STARRING: Viola Davis, Michelle Rodriguez, Elizabeth Debicki

Steam queens: from left, Rodriguez, Davis and Debicki talk turkey


Viola Davis says more with her inner smoulder than many actors manage with the proverbial thousand words. All the better, then, that in the strongly cast but worthily overcrowded heist drama Widows, the lady has a stack of contingencies to work with.

 

Davis is Veronica Rawlings, the classy widow of Chicago career criminal Harry Rawlings (Liam Neeson), whose death along with his gang in a bungled job leaves her $2 million in debt to a local bully boy (Brian Tyree Henry, with Get Out’s Daniel Kaluuya riding shotgun—literally—as his menacing brother). Allotted one measly month to repay funds she doesn’t have, Veronica is shell-shocked, yet made of sufficiently stern and resourceful stuff to recruit fellow fiscally screwed widows Linda and Alice (Rodriguez and Debicki; Cynthia Eviro’s Belle is a later addition).

 

Veronica’s payback plan to steal $5 million is a desperate amateur’s measure, and this being 12 Years a Slave director Steve McQueen’s latest enterprise, co-written with Gone Girl’s Gillian Flynn, no punches are pulled in its clumsy execution.

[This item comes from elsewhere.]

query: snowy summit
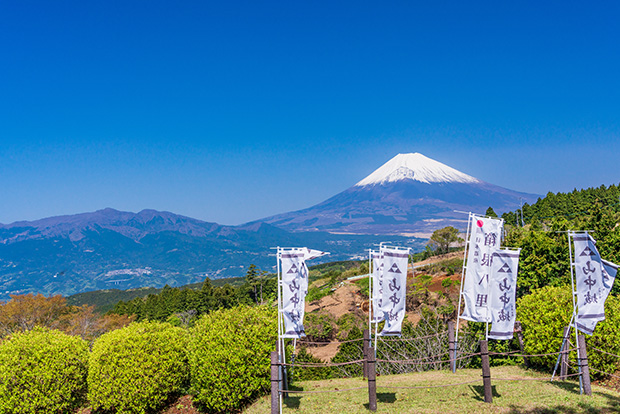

Forget the easy out of frothy caper flicks: these are wronged and smarting women pushed into a tailspin. Their hard-won, reality-bitten rigour isn’t especially endearing. But since the men in their orbit—Robert Duvall and Colin Farrell as weaselly Irish pollies included—are all beyond the pale, Team W is the obvious barracking option.

 

Widows originated as a 1980s British TV series written by Prime Suspect’s Lynda La Plante. Contemporised to a flinty, unforgiving sheen, its machinations make for a dirty business, no matter which side of the law their participants are nominally on. When the single moral certainty is that there are none, the unmasking of social inequities is an admirable way to go, of course—in Steve McQueen movies as in everyday life. But a little light amid the shade? That’s not about to happen.